No one could stand it, and Beth's iron control breaks down and she all but screams at him, "Yes! Yes! Yes, you are—you have to be! Somebody has to be! Who else should be? Me? Me?" And she clenches her fists and her jaws clench, and she says, beside herself, "You have to
be made of money!"
Well, for a wonder! Joe does not carry on anymore: now that the facts of life have been laid before him, so to speak, all he says is, "So I have to be made of money..." And then he goes and takes some pill or capsules with milk and goes off to bed. And Beth—
And here comes the funny part. You have never heard anything as weird as this in all you life. Because after he drops off to sleep, or maybe before, it doesn't make any difference, Beth has this absolutely fantastic and incredible dream! She dreams that suddenly she is wide awake and some sort of little glow of light is in the room, not electricity and not moonlight, but enough to see by very clearly, and she goes and looks at Joe's bed and he is there, yes, but very, very different. In fact, in this dream there is this huge and enormous mass of money in the bed and it is shaped just like Joe! Joe is actually made of money. So in this dream Beth immediately gets up and tiptoes over and slips several bills off the pile where his stomach was, so to speak, thinking to herself, "Well... he weighs too much anyway." She giggles and opens a drawer in her dressing-table and slips two bills clearly identified as $500 each and one $1000 bill into a little purse she had there and closes it up and giggles to herself again and gets back into bed and goes to sleep.
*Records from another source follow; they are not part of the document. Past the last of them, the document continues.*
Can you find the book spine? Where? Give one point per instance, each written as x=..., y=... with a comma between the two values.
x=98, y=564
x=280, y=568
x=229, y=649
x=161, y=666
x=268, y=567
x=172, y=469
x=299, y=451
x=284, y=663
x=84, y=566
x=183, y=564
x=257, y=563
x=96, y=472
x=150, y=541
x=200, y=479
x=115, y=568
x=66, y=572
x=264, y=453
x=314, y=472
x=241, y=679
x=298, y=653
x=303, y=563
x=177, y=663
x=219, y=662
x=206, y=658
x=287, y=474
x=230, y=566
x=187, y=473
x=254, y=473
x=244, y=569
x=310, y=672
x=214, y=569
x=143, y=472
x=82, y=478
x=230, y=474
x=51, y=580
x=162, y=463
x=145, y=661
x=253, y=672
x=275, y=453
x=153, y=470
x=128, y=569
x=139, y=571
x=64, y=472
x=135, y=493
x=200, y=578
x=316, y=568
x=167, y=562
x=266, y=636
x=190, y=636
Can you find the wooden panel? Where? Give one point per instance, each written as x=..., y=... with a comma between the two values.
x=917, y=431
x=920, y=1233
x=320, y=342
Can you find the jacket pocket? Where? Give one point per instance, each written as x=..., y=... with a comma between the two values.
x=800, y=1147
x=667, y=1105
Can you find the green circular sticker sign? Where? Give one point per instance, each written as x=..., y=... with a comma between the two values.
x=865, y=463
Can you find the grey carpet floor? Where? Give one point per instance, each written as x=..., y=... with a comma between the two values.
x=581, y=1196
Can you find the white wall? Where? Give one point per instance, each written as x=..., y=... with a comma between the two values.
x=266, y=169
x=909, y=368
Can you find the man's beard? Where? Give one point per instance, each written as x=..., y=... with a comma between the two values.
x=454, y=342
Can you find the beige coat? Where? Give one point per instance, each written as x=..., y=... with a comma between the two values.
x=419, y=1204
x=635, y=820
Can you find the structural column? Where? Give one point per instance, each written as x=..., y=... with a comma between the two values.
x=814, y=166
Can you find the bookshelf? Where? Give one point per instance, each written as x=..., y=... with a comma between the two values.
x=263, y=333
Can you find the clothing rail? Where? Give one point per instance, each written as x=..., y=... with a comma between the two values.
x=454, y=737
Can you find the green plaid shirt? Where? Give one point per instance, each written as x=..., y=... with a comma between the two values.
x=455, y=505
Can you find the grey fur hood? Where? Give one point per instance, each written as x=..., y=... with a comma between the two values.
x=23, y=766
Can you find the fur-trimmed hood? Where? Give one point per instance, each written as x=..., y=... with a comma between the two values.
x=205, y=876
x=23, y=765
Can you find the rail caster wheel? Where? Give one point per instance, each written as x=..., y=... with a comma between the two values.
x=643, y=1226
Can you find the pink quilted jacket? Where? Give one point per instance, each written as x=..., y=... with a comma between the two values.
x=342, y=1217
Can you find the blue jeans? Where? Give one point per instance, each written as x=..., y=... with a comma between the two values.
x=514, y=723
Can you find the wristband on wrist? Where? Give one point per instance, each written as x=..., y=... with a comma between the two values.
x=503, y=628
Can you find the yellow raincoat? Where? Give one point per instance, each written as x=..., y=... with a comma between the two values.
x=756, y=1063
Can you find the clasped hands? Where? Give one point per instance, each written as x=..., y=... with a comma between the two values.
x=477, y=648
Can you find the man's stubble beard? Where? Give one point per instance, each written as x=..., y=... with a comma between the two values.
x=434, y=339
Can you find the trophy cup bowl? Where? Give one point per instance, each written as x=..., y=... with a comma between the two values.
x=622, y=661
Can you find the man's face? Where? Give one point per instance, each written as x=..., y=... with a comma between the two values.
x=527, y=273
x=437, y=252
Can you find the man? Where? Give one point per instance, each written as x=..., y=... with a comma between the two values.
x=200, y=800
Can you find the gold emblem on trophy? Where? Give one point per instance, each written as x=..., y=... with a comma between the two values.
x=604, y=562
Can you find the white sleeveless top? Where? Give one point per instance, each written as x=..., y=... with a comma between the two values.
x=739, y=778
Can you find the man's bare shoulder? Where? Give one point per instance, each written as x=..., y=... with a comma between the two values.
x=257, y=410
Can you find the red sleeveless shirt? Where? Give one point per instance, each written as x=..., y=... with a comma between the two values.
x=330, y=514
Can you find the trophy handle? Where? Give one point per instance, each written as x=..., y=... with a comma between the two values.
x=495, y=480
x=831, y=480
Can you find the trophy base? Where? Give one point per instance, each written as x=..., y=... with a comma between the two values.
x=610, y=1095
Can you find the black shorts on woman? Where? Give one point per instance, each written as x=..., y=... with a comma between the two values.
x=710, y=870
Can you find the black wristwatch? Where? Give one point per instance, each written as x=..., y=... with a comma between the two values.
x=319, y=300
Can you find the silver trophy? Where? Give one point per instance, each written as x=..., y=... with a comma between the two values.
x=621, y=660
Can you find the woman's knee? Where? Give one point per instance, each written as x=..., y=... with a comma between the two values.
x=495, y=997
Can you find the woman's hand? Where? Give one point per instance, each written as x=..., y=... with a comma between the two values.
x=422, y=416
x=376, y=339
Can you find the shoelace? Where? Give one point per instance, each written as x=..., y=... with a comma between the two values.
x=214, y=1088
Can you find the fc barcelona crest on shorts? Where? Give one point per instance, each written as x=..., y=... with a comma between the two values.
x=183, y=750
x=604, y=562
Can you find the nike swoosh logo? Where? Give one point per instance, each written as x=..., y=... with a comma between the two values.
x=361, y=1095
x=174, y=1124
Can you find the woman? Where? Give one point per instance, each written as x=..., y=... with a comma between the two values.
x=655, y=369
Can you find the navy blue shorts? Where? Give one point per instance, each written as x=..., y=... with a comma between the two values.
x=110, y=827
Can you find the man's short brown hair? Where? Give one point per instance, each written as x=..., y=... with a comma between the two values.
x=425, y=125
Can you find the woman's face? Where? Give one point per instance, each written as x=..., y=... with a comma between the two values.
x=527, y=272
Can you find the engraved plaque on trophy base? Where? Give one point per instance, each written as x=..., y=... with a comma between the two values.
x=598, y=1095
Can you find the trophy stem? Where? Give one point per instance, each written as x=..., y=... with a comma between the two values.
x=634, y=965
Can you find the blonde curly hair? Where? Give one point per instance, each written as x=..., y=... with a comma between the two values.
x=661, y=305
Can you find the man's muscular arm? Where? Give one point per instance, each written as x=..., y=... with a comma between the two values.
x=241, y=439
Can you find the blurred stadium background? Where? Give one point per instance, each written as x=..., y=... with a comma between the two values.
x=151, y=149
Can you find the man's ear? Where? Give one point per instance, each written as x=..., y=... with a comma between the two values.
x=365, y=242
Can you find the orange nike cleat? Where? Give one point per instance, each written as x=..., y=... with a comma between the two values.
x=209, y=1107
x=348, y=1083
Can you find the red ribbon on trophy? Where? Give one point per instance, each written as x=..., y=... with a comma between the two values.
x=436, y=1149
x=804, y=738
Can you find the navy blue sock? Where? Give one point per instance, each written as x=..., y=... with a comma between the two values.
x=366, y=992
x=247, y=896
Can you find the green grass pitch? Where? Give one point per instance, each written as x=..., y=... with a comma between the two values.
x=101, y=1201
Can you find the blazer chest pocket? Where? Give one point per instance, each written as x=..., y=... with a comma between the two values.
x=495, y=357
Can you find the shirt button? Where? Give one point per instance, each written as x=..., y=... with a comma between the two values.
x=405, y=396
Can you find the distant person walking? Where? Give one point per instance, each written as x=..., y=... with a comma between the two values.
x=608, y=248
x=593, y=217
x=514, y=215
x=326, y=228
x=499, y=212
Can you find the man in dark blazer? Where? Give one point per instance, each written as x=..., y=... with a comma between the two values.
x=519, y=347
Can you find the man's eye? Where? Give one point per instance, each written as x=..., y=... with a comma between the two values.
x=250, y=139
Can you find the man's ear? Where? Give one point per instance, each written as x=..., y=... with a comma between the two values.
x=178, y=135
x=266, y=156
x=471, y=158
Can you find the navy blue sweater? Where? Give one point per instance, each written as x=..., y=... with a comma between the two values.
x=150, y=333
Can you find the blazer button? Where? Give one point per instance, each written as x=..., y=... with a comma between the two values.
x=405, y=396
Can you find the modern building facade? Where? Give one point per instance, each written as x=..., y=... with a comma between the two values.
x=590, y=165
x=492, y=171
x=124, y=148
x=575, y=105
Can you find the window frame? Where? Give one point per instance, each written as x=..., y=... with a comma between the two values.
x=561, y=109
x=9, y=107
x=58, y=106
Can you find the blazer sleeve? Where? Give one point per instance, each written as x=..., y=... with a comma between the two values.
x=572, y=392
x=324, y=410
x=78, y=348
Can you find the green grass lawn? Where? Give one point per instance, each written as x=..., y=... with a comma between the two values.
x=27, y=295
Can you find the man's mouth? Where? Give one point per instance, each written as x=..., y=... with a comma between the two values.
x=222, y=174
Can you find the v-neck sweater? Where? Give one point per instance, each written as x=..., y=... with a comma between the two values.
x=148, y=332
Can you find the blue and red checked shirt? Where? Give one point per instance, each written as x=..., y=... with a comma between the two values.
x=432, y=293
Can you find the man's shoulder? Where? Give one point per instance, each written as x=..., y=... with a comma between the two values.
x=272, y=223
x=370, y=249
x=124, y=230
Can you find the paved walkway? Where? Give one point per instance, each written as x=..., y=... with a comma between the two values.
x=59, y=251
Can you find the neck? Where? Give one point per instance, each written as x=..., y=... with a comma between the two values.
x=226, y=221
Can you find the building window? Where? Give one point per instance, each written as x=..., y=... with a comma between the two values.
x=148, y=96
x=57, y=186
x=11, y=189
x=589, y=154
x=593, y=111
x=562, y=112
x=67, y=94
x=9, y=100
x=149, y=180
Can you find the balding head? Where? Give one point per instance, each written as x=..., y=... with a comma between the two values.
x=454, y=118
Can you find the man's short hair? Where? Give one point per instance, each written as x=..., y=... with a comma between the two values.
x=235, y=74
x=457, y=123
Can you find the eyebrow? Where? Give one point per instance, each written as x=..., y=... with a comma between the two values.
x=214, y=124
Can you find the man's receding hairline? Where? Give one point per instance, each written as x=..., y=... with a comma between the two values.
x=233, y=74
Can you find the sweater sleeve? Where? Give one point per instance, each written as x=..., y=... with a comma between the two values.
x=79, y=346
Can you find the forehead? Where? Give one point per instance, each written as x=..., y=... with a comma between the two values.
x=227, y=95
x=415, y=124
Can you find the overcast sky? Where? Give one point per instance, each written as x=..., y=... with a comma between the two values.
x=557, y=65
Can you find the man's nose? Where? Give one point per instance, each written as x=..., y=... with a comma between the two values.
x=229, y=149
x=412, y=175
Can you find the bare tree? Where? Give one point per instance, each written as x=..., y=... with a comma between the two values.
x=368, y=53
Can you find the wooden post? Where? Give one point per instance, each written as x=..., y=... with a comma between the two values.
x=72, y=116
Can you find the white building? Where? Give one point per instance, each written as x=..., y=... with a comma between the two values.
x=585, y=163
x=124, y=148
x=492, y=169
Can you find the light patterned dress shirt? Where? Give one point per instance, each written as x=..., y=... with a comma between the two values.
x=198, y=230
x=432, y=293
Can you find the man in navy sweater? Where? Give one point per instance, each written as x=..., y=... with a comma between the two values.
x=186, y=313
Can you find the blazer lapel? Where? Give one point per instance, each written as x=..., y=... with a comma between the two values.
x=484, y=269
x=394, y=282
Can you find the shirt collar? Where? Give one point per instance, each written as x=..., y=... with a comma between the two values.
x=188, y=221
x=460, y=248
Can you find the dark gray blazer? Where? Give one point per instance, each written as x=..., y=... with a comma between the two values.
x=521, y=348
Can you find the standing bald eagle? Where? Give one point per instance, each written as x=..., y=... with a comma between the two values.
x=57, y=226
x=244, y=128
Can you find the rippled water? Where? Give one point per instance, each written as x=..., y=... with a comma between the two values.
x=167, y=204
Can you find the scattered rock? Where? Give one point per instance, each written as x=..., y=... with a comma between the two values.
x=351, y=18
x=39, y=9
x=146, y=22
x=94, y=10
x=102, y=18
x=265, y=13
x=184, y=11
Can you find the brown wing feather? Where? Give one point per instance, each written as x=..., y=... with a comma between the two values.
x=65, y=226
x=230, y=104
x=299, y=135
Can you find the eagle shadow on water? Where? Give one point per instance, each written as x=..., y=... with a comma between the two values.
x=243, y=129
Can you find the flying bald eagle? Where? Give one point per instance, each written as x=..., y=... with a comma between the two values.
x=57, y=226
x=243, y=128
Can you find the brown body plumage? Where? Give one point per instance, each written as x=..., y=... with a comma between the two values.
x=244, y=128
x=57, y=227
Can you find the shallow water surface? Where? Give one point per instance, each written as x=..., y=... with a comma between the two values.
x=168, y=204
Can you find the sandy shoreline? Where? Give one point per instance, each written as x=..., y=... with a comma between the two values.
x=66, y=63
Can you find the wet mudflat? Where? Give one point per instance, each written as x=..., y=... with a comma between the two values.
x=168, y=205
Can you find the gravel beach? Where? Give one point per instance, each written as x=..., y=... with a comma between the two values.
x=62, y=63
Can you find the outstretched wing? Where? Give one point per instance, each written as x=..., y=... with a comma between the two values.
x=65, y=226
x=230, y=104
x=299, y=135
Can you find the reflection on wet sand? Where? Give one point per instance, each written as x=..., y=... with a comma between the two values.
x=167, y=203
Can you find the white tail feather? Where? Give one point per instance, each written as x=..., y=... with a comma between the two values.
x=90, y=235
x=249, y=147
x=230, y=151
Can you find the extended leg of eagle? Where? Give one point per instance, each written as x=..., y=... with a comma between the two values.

Have you ever heard of such a thing? No, of course not, and neither has anyone else.
Next morning Joe seemed kind of tired and, not grouchy, just sort of, oh, slumpy. Hardly gave her a civil word! Maybe he hadn't slept well, if so, that's his problem, she didn't write those prescriptions. And yet Beth had this crazy sort of idea in her mind that Joe actually had been awake and had seen her take the money and put it in her purse and that after she went to sleep he got up and took it out and—oh, she couldn't imagine the rest of it. It was a crazy idea, but the more she thought of it the more she resented it: after all, it was her money. So what right did he have? And the more she thought about it, the more she resented it. Which is what effect a selfish husband can have upon even the most unselfish of wives.